DP World in discussions for multibillion-dollar Lagos development

 

Dubai-based global port and freezone operator DP World is in discussions with the Nigerian Ports Authority (NPA) for a multibillion-dollar port infrastructure development close to Lagos.

 

The NPA said in a statement the project would involve greenfield and brownfield container and bulk terminals.

 

“The plan is to develop a DP World Terminal in the Lagos area and a suitable site is currently being sought,” the NPA said.

 

The statement was issued in response to criticism of the NPA after International Container Terminal Services (ICTSI) of the Philippines pulled out of a major development project at Lekki Port, 65 km east of Lagos.

 

Local media reported the Committee of Maritime Professionals (CMP) as saying the “hard-line posture” of NPA managing director Hadiza Bala-Usman was frustrating potential investors in the Nigerian maritime sector.

 

The NPA rejected the criticism and said it would continue to do business with “concessionaires and collaborators whose ethics respect the principles of shared prosperity”.

 

The authority said it recently concluded the sale of its remaining equity in Lekki Deep Sea Port to China Harbor Engineering Company for USD86 million, and that it was also in discussions with Morocco’s Tanger Med Port for the building of a greenfield terminal, logistics base, and warehouse in Nigeria.
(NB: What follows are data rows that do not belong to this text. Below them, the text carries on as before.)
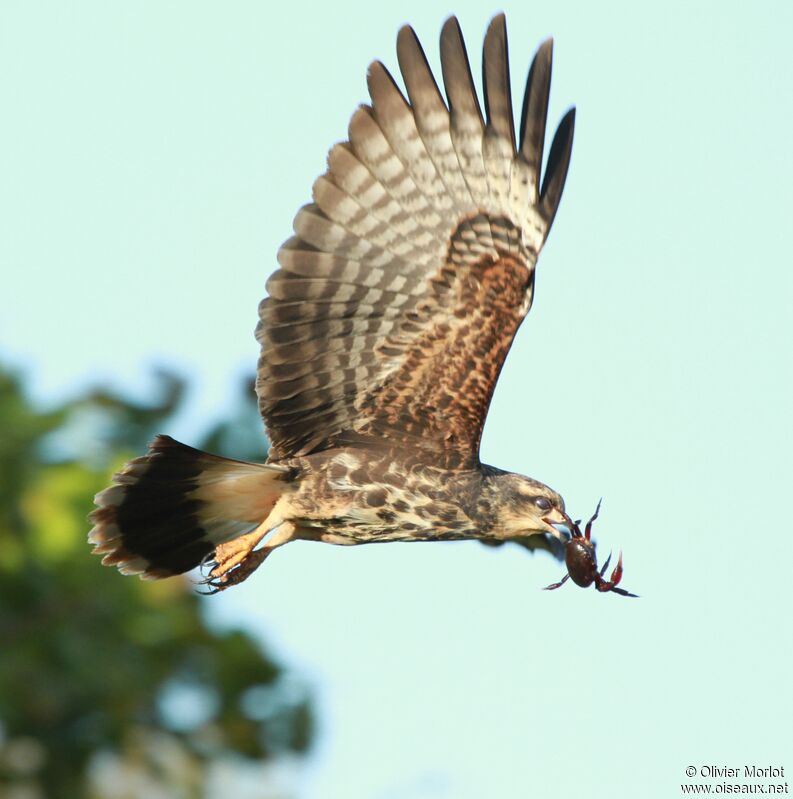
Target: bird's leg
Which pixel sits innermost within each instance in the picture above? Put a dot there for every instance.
(611, 584)
(236, 560)
(554, 586)
(232, 553)
(591, 521)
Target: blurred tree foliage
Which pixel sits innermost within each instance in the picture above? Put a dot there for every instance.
(105, 678)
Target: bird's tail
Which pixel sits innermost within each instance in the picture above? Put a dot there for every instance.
(168, 510)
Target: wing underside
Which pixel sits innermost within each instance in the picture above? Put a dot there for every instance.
(400, 293)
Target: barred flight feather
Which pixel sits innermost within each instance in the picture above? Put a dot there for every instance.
(399, 295)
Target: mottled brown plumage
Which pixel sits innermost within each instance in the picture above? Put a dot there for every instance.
(382, 338)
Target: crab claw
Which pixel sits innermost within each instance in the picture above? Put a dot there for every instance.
(616, 577)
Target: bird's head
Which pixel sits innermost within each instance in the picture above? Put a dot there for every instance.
(526, 507)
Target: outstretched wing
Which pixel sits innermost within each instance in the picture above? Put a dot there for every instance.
(400, 294)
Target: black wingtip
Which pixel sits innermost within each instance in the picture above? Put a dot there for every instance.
(534, 115)
(556, 169)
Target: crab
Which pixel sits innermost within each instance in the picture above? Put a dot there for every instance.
(581, 562)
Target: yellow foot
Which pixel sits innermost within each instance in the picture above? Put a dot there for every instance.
(235, 570)
(236, 560)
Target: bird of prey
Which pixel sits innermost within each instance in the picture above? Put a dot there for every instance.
(382, 338)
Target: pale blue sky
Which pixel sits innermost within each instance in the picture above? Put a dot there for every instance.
(152, 157)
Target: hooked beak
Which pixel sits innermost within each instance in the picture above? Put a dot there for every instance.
(556, 519)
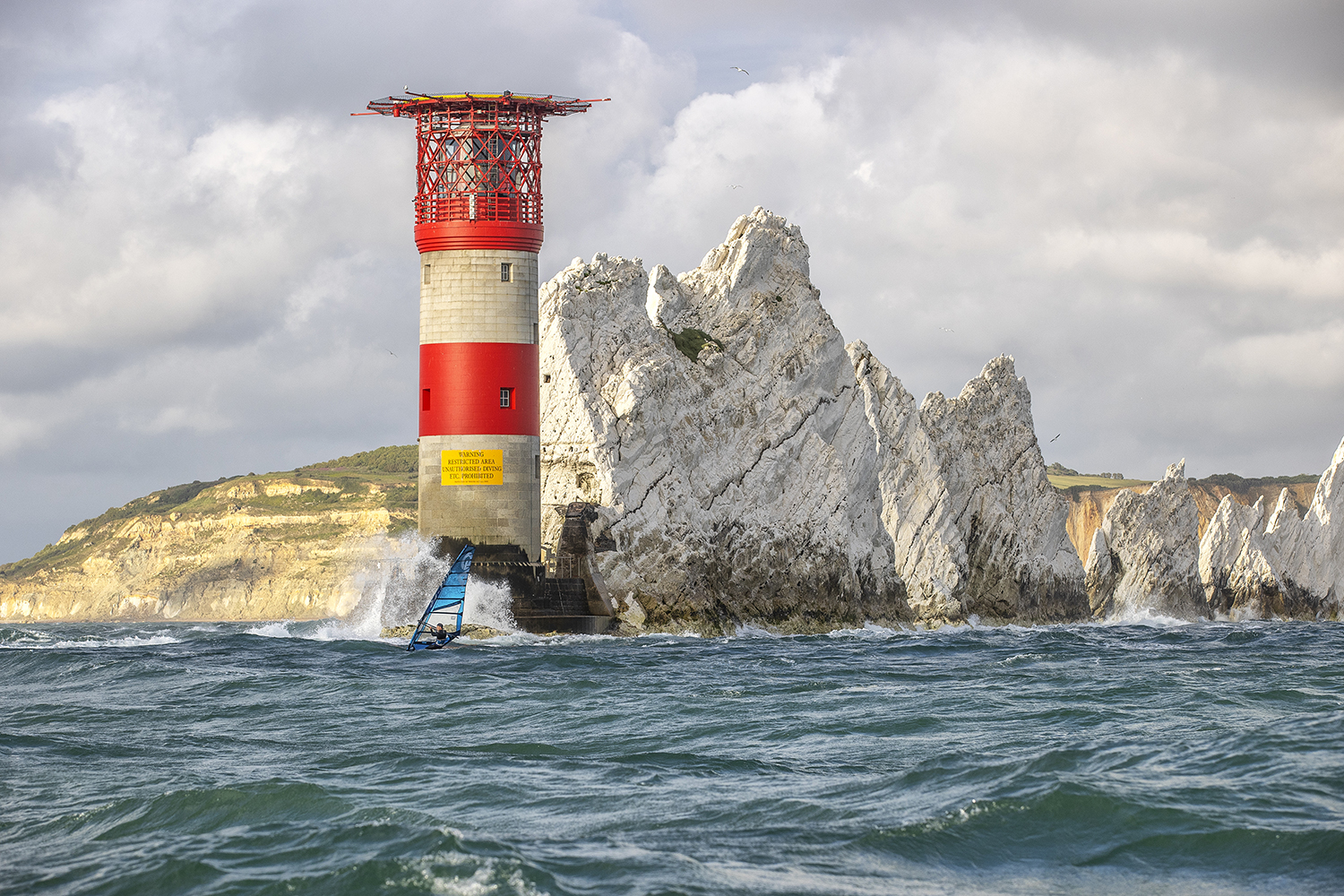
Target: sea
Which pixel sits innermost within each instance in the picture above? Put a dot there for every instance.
(1147, 756)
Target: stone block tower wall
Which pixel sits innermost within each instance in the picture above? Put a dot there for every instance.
(478, 339)
(478, 228)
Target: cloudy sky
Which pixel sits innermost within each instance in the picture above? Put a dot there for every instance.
(207, 268)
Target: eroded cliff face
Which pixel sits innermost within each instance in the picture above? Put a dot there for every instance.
(752, 468)
(252, 548)
(1144, 557)
(1088, 506)
(1284, 564)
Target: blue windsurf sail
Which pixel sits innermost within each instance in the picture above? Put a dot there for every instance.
(445, 607)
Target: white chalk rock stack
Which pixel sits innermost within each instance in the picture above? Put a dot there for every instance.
(1285, 565)
(752, 468)
(1144, 559)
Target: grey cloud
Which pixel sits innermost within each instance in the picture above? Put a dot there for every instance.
(206, 260)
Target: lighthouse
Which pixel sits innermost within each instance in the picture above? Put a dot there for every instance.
(478, 228)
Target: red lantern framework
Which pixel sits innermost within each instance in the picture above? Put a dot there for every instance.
(478, 228)
(478, 167)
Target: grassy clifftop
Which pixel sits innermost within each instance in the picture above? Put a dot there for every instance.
(269, 546)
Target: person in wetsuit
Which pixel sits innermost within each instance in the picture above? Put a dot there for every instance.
(440, 635)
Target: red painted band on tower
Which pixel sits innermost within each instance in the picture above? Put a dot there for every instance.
(464, 382)
(449, 236)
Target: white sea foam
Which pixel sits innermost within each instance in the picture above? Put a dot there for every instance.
(271, 630)
(1145, 616)
(489, 605)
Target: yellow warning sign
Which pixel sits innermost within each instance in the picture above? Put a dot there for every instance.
(473, 468)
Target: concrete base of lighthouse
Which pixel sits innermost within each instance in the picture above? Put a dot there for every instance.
(504, 513)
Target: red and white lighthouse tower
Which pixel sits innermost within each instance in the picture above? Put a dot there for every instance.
(478, 228)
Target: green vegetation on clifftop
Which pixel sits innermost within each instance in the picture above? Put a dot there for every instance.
(367, 481)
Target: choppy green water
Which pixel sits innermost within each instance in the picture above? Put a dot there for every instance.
(1126, 759)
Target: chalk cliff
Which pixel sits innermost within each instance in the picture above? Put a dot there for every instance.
(306, 544)
(1281, 565)
(752, 468)
(1144, 557)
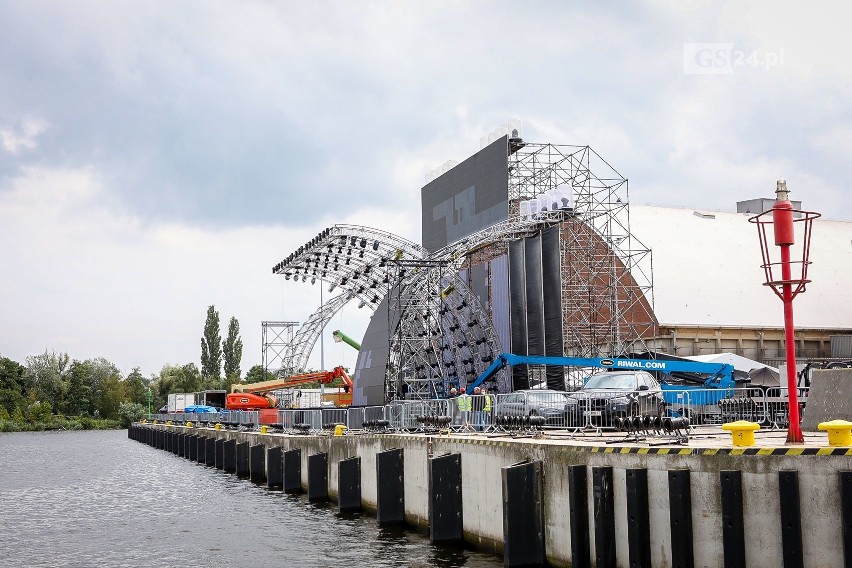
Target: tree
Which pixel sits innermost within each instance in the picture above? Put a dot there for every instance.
(94, 387)
(136, 386)
(211, 346)
(175, 379)
(232, 350)
(13, 385)
(129, 412)
(79, 396)
(257, 374)
(48, 374)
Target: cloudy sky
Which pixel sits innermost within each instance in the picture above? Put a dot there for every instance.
(159, 157)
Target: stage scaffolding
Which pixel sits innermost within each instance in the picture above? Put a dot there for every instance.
(440, 334)
(277, 340)
(607, 281)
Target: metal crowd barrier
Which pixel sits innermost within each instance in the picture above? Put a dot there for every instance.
(575, 411)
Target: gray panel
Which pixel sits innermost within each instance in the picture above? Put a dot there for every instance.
(369, 378)
(535, 296)
(469, 197)
(551, 275)
(478, 284)
(518, 311)
(500, 301)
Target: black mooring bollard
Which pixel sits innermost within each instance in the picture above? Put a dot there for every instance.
(293, 471)
(390, 488)
(733, 526)
(638, 520)
(445, 499)
(210, 452)
(523, 521)
(257, 463)
(791, 518)
(604, 507)
(318, 477)
(578, 510)
(201, 451)
(680, 517)
(349, 485)
(846, 514)
(274, 468)
(241, 467)
(220, 454)
(230, 456)
(193, 448)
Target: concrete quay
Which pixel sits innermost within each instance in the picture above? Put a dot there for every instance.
(565, 500)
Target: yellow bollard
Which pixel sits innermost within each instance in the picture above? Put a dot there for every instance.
(839, 432)
(742, 432)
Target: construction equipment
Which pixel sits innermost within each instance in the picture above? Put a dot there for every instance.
(721, 375)
(257, 396)
(340, 336)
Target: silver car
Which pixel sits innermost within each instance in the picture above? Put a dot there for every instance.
(534, 402)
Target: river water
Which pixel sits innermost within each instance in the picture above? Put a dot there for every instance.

Manila-based ICTSI announced recently that its local subsidiary, Lekki International Container Terminal Services (LICTSE), terminated a concession agreement with NPA by mutual consent because of delays in the execution of the project at Lekki Port.

 

The agreement, signed in August of 2012, had given LICTSE the right to develop and operate the terminal at the port for 21 years.  The terminal was originally due to start operating in 2016.

With a design capacity of 2.5 million teu, it would have been one of the largest container terminals in sub-Saharan Africa.

 

Corruption in the ports system is considered the main factor in making Nigeria’s ports among the most expensive in the world, while at the same time undermining the significant growth potential of the trade economy.  

 

Illegal payments account for more than half the cost of import and export processes through ports, and delays account for up to 70% of the time required to conduct those processes.

 

Under the leadership of Hadiza Bala-Usman, the NPA is implementing a series of reforms and modernisations to eliminate corruption.

 

An order was issued last week banning all non-approved government agencies from operating at seaports in the country.

 

The operation of multiple, non-approved government agencies within the port resulted in clashes of interest, touting, bribery, and corruption, Usman said.

 

“Other agencies that are not on the [approved] list cannot operate inside the ports, but can base their operations outside and interact with the approved agencies. These agencies are aware that they had always been operating at the ports without the necessary approvals.”

 

A port community system is also being developed to allow supply chain stakeholders to interact with agencies and reduce touchpoints that encourage corruption.